Thursday, August 15, 2013

Reflections (non-music)

It is hard for me to have a blog about just my music, or just my poetry. I've been reading about writing lately, and feel like I wish I did more of it. So here is what I've been thinking about this morning. I don't know why, exactly. Maybe I am just feeling the passing of time as the summer starts to roll up into overcast late August days like today.


Reflection on loss – family, mortality

The Compassionate Friends is clearly a great organization, and I'm pleased to help the Salem chapter out with their website and emails, but I've never attended a support meeting. I've never lost a child or brother or sister or niece. Both of my parents are still living and doing fine, as are my sister and brother. I can't really imagine the experience of losing someone in my immediate family, though I do remember somewhat how it felt to come home one day in the first grade and find out my mother had been in a terrible car accident and nearly died. And I do remember having bad dark dreams as a young child in which my mother was deathly ill and I felt abandoned, alone. It was a cold, almost paralyzing feeling.

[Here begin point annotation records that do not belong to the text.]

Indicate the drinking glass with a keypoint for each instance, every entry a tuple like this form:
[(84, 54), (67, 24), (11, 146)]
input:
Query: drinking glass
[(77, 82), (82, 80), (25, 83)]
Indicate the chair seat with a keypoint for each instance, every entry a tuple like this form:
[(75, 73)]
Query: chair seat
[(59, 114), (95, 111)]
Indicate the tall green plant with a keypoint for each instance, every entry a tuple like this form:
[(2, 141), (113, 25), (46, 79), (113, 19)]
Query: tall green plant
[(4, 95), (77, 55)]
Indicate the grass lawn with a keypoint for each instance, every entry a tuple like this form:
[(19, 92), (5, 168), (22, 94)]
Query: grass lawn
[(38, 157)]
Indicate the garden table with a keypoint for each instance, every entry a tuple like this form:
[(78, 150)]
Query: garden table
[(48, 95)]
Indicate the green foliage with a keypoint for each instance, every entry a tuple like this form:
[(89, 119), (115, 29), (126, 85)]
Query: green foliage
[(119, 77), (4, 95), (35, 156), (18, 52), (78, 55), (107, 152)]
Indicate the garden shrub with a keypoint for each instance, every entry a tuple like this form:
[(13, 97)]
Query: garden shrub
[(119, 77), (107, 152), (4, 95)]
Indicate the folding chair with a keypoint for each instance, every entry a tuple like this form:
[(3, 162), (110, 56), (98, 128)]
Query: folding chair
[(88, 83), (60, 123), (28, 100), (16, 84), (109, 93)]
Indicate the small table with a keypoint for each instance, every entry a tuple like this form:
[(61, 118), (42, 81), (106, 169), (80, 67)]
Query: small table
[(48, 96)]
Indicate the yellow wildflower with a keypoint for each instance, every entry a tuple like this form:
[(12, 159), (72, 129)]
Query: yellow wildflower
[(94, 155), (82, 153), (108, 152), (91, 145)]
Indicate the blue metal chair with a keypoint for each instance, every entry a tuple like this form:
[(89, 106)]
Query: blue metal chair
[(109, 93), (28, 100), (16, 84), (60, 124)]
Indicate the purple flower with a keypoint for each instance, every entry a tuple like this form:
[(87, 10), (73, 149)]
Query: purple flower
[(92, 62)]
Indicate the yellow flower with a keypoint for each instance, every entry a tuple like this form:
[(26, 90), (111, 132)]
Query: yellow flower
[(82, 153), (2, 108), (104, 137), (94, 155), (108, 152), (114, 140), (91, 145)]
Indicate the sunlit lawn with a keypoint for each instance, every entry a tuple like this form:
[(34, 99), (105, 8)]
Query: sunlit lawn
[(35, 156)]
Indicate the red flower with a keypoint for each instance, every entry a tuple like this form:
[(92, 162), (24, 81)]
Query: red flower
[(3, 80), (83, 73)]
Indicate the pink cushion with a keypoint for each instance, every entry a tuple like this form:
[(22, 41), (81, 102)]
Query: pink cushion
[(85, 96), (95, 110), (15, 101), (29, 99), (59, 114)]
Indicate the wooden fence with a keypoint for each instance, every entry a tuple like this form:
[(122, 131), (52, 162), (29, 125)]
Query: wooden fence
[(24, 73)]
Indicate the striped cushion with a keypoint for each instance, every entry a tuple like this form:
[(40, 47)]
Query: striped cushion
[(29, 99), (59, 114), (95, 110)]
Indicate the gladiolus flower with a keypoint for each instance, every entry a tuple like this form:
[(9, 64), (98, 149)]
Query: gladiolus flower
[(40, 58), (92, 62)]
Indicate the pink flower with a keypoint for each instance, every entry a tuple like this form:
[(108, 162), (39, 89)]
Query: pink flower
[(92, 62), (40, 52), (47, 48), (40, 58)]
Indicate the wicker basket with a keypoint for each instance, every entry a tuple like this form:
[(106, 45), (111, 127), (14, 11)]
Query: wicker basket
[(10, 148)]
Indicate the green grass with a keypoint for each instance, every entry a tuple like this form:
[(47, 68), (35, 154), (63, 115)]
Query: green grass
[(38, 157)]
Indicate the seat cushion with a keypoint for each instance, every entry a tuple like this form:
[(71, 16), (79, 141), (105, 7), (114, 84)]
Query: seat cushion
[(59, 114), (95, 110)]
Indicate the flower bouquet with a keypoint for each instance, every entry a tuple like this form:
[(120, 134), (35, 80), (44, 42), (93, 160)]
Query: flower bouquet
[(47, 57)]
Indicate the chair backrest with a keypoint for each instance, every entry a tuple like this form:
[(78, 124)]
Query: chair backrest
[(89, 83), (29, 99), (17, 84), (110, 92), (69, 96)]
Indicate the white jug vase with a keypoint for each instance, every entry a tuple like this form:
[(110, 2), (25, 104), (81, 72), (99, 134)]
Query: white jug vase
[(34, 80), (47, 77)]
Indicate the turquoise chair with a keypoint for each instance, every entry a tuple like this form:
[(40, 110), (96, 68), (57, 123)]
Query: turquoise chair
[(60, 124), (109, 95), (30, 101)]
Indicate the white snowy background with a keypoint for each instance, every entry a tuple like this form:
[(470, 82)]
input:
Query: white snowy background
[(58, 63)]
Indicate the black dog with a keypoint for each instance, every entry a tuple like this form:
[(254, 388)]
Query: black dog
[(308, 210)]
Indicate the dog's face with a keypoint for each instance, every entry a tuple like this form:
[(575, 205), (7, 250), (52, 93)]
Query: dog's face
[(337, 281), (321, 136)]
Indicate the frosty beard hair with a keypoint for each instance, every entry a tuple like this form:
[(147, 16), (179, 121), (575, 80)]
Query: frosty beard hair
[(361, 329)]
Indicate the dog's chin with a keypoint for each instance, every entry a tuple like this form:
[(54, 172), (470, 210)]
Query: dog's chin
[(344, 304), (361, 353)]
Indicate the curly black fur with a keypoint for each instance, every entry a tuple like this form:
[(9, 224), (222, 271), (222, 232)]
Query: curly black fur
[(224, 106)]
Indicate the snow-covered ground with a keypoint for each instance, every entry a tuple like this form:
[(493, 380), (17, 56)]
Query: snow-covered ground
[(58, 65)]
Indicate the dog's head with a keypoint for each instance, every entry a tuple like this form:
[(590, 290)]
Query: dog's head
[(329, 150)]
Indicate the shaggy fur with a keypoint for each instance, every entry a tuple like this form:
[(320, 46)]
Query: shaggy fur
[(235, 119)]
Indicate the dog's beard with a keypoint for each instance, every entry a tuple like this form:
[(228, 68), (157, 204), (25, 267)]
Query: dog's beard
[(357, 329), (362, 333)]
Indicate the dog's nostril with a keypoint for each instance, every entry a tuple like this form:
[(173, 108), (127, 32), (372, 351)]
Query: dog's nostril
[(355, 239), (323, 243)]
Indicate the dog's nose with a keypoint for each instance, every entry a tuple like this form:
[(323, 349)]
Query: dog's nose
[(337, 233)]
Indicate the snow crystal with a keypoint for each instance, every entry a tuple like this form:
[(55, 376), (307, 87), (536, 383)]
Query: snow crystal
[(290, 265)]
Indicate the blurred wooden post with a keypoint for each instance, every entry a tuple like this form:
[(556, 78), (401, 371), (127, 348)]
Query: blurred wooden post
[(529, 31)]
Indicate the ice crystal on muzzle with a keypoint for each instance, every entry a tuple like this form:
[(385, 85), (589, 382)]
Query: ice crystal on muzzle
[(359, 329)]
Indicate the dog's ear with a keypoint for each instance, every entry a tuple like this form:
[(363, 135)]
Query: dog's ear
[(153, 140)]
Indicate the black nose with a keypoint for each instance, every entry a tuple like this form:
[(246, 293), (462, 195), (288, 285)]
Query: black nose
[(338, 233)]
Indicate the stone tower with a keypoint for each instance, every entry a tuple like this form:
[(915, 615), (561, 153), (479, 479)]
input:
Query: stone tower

When a personal love relationship of ten years ended for me in 2008, I felt destroyed, and at times thought it would have been better if the person I loved had died, because then it would not somehow be my fault. It would not feel like a choice outside my control, made by someone else I cared for, to not be part of my life any longer. Of course this was just a thought I had. I don't know if it's true beyond the feeling of loss I was experiencing at the time.

In 2009, my father had a near-fatal heart attack, and at first it seemed likely my family would have to go on living without him. But then he miraculously recovered, and we did our best to put that thought aside.

All of my biological grandparents are no longer living. The last one passed on in 1997. That was a great loss, but not the same as it would be to lose someone I grew up with, seeing nearly every day, a part of my basic family unit. I wished I could have known my grandparents better. But I was too young.

Some day I will lose someone close. It will probably be sudden and unexpected. Perhaps I will see them for the last time in a hospital, and be allowed to say goodbye. And someday I will pass on.

People sometimes talk about living each day as if it were our last, but can we really live that way? Wouldn't that be a terribly morbid attitude to hold? Somehow, I feel maybe it is healthier to live each day as if there will be many more to come, because any one day is all we ever have, but no one day is so important that it could be more than just a day in a lifetime. At the same time, we should never take the people we have in our lives for granted. Each time we say goodbye might be the last time.